Sunday, 1 July 2018

It's not what you think...

"A man who is eating a meal, lying with his wife or preparing to go to sleep in thankfulness and humility, is, by Christian standards, in an infinitely higher state than one reading Plato or listening to Bach in a state of pride".  C S Lewis.

"The only way I can know I am loved is to know that I'm forgiven - that I am not the ass that I could so easily conclude I am. I fail everyday (that's me).
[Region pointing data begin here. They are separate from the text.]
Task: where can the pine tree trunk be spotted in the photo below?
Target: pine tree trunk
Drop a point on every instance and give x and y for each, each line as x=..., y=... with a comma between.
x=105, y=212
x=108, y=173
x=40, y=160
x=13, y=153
I hardly pray at all because. well, who cares what I think?"  Don Dickinson.  

Bad theology starts when we loose it - not our calm, exterior demeanor or our feeling good garb, but what, as the above quotes suggest, makes us, defines "us".

There has to be more than living gripped by the choke-hold of human pride.

"We err and hurt on a regular basis, we are intimately acquainted with just how unworthy we are of the gift that’s been given us", notes Mr Dickinson, but because the price for that was paid by someone else's blood (as Chris Pratt recently stated as an MTV award ceremony) - that alone makes the profane sacred.

The problem so often isn't the gracious offer that Christ and the Gospel makes to us - inviting us to take on the rest (peace and mercy) that Christ wishes to place upon us (Matthew 11:28 & 29) - the problem so often is "why should I"? Why should I 'rest' in anything other than my own doing?

Well...
It doesn't take much to beguile me.
A bit of commendation, a good feeling, sunshine, even a look in the mirror, and I can be tripping over my own ego before I've even recognized it (and of course, the trouble is most of the time, I don't!). That's why we find honest and meaningful statements that touch on our weaknesses so hard to take. We don't like to see our supposed 'value' brought into even the possibility of disrepute.
Being wrong, especially when it comes to actually seeing us, is our immediate de-fault position. We prefer to dress ourselves with what we think we are, and easily miss what's really going on.

The good news is that God has done everything necessary anyway - in spite of our stumbling around and totally missing what counts, God has stepped in and says, 'come on home'.
If your religion boils down to "I'm doing" or "I will achieve" then you'll always be trying to get there. God tells us to get over ourselves and put our trust in His making us His.

It isn't "my" (acts, words, attitudes, etc) that changes anything. Will your worrying, asks Jesus, add one moment to your life (actually, it's more likely to shorten it!), so if it cannot do something so small, why do we spend so much time doing it? 

What's true of worry, is equally true of so much of what we do.

We're so strung out because... we're us.

Life needs to be about more - it's hearing the truth that cuts the chains of our slavery to self centeredness to find ourselves in someone who truly knows us and loves us anyway.

The ground won't hold beneath the already fractured image of me only without someone taking away the mask, the incarceration to an illusion and replacing it with a true and better humanity and destination.

Christ - to us, for us, with us - that's how things add up.